Bannalia: trivial notes on themes diverse: Insertion complexity of C++ unordered associative containers

C++ unordered associative containers make the beautiful promise of (average) constant time insertion provided hashing is done properly. Let's see the algorithmic theory hash table insertion relies on. We restrict ourselves to discussing containers not allowing duplicate elements (unordered_set and unordered_map, which, for the purpose of this analysis, are entirely equivalent).

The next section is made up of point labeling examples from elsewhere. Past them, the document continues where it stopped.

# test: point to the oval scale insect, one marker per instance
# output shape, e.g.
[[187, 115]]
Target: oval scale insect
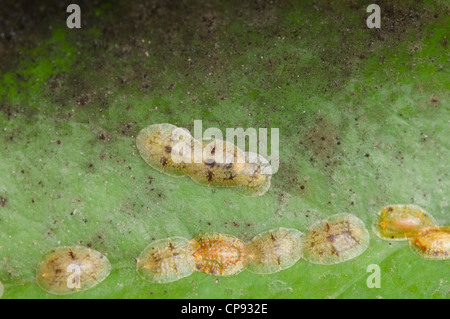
[[432, 243], [213, 163], [334, 240], [274, 250], [66, 270], [399, 222], [165, 260], [218, 254]]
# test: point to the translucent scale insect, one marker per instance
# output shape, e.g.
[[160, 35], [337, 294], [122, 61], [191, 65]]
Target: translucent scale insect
[[213, 162], [274, 250], [432, 242], [218, 254], [399, 222], [66, 270], [336, 239], [165, 260]]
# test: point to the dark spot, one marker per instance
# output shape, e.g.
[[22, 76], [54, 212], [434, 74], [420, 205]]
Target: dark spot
[[71, 254], [210, 175], [3, 201], [231, 176]]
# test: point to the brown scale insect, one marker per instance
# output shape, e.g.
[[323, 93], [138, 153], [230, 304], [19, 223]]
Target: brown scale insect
[[66, 270], [399, 222], [432, 243], [334, 240], [165, 260], [212, 163], [218, 254], [274, 250]]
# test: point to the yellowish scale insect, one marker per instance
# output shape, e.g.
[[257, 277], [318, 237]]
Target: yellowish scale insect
[[400, 222], [334, 240], [218, 254], [274, 250], [432, 242], [214, 163], [66, 270], [165, 260]]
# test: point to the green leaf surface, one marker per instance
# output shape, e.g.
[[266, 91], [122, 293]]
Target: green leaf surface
[[363, 116]]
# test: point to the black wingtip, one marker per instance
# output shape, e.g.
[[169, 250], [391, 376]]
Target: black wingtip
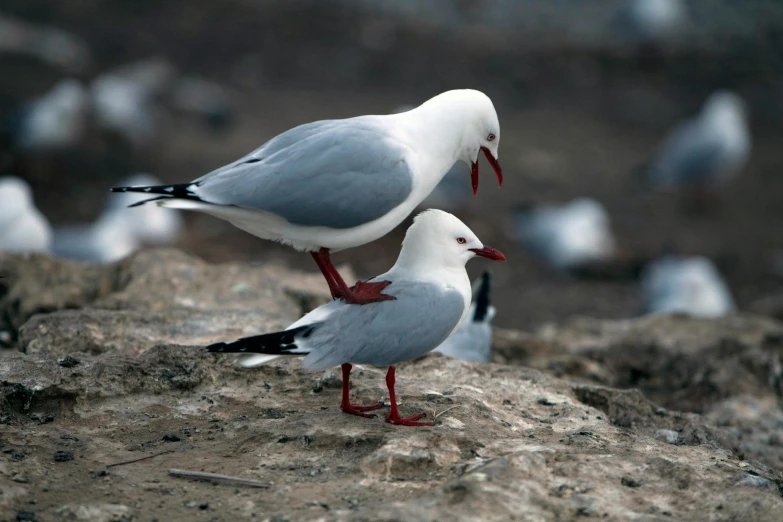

So, we want to calculate the average complexity of this model of running insertion into a container:

void insert(container& c,unsigned int n)
{
  while(n--)c.insert(rnd());
}

where rnd is a random source generating non-repeating integers and c is empty upon invoking insert. Let B₀ be the initial number of buckets of an empty container and F_max its maximum load factor (usually 1): when there are n-1 < F_maxB₀ elements in c, the time taken to insert a new one is

t(n) = a + b(n-1)/B₀,

for some constants a and b: the first addend represents the constant insertion time of the element into the structure and the second one accounts for collisions into the destination bucket: if hashing is distributing elements uniformly, there are on average (n-1)/B₀ previous elements in each bucket. So, the time complexity of insert(n)(if n ≤ F_maxB₀) is

f(n) = Σ_i=1,..,n t(i) = an + bn(n-1)/2B₀.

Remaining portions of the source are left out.